Research Project: Conservation Practice Impacts on Water Quality at Field and Watershed Scales

Location: National Soil Erosion Research Laboratory

Title: Assessment of CLIGEN precipitation and storm pattern generation in China

item WANG, WENTING - Beijing Normal University
item Flanagan, Dennis
item YIN, SHUIQING - Beijing Normal University
item YU, BOFU - Griffiths University

Submitted to: Catena
Publication Type: Peer Reviewed Journal
Publication Acceptance Date: 5/18/2018
Publication Date: 5/31/2018
Citation: Wang, W., Flanagan, D.C., Yin, S., Yu, B. 2018. Assessment of CLIGEN precipitation and storm pattern generation in China. Catena. 169:96-106.

Interpretive Summary: Rainfall is the most important driving force behind soil erosion by water – raindrops impact and detach soil particles, soil surfaces can seal and crust due to rainfall disintegration of soil aggregates, and water from rainfall can become surface runoff that can carry sediment and also dislodge and erode more soil in rills, channels, and gullies. Computer simulation models are often used to estimate the occurrence, amount (depth), and intensity of rainfall events, and then these predictions can be used as input to other models to predict runoff, soil erosion, and sediment losses. In this study we evaluated the ability of a climate generation model (CLIGEN) to adequately simulate rainfall characteristics for 18 weather stations in China where very detailed information (1-minute precipitation depth) was available to assess model performance. We found that CLIGEN was able to predict the occurrence and depth of rainfall well, but did not perform as well at estimating the rain storm durations and intensities for these Chinese sites. These results impact scientists, university faculty, students, and others utilizing the CLIGEN software to predict strings of daily simulated rainfall for use in soil erosion, water quality, or other modeling applications. Users should be aware of deficiencies in the climate generation software, and future efforts to further improve CLIGEN are warranted.

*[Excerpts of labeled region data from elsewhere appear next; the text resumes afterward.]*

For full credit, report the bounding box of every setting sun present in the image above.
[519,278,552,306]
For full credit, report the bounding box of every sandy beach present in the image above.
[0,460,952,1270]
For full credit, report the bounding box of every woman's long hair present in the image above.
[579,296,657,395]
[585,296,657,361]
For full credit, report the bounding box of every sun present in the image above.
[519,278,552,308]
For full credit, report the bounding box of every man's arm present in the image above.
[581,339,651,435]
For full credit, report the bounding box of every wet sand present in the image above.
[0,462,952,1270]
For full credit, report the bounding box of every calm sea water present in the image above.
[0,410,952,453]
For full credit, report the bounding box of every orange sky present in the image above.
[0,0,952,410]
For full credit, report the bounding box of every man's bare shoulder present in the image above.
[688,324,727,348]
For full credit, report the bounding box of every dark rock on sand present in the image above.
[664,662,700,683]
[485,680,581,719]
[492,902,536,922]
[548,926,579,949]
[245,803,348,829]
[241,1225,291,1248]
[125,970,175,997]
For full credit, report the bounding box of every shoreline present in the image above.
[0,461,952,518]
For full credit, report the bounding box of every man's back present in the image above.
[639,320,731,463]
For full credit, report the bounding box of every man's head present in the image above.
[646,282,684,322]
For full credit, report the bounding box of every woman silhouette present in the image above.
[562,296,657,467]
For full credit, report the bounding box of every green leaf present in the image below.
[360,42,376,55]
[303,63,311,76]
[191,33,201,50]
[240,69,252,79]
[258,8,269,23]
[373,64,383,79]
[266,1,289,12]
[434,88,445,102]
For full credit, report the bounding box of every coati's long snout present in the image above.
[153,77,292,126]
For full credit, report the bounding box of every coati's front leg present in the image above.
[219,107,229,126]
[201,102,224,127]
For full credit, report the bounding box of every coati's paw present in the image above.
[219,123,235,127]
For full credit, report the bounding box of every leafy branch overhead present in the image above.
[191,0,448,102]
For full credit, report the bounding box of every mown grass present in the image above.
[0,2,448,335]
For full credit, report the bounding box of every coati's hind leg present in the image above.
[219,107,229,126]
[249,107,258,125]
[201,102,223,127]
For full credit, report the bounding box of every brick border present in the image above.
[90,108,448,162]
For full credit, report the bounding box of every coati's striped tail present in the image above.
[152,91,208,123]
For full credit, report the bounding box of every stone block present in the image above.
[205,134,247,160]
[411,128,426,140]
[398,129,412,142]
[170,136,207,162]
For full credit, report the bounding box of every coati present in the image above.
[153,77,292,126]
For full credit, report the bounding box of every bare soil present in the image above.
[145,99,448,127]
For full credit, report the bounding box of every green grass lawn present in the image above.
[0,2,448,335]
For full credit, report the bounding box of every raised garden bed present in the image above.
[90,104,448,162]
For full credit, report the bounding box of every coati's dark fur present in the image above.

Technical Abstract: CLIGEN is a stochastic weather generator widely used to simulate daily precipitation and storm pattern as input to hydrological and soil erosion models. To assess its applicability in China, long-term precipitation data at 1-min interval from 18 sites in eastern and central China were used to generate 100-year precipitation data with CLIGEN. CLIGEN performance was evaluated in terms of (1) daily precipitation, storm duration and peak intensity for all events as well as four separate categories in terms of the daily precipitation depth: light (< 10mm), moderate (10-25 mm), heavy (25-50mm), intense (> 50mm); (2) climate inputs for the Revised Universal Soil Loss Equation (RUSLE), (3) peak storm intensity for durations from 5 min to 24 h and return periods from 2 to 100 years. Results showed that CLIGEN was able to reproduce accurately the mean, standard deviation, skewness coefficient, and the probability distribution of daily precipitation depth in general. The mean storm duration was underestimated for moderate, heavy and intense storms, but overestimated for light storms. CLIGEN underestimated the maximum 1-min intensity and overestimated the maximum 30-min intensity, whereas there was no obvious bias in the maximum 5-min intensity for these 18 sites. In addition, the relative error in the generated peak intensity increased as the magnitude of storm event increased. Rainfall erosivity generated with CLIGEN outputs was systematically larger than, but well correlated with, the measured erosivity values (slope=0.547, R2=0.96 for the R-factor; slope=0.576, R2=0.81 for the 10-year storm erosivity), which was consistent with previous finding for sites in the United States and Australia. Intensity for a given storm duration and return period was systematically over-predicted using output from CLIGEN. The average regression slopes between measured (X) and generated (Y) intensities (Y = b X) increased from 1.19 (5 min) to 1.43 (1 h), then decreased to 1.01 (12 h) and 0.96 (24 h). As a stochastic weather generator, CLIGEN is able to reproduce daily precipitation very well, but its capacity to simulate storm duration, and the peak intensity for a given time interval needs to be improved, based on this study for 18 sites in China.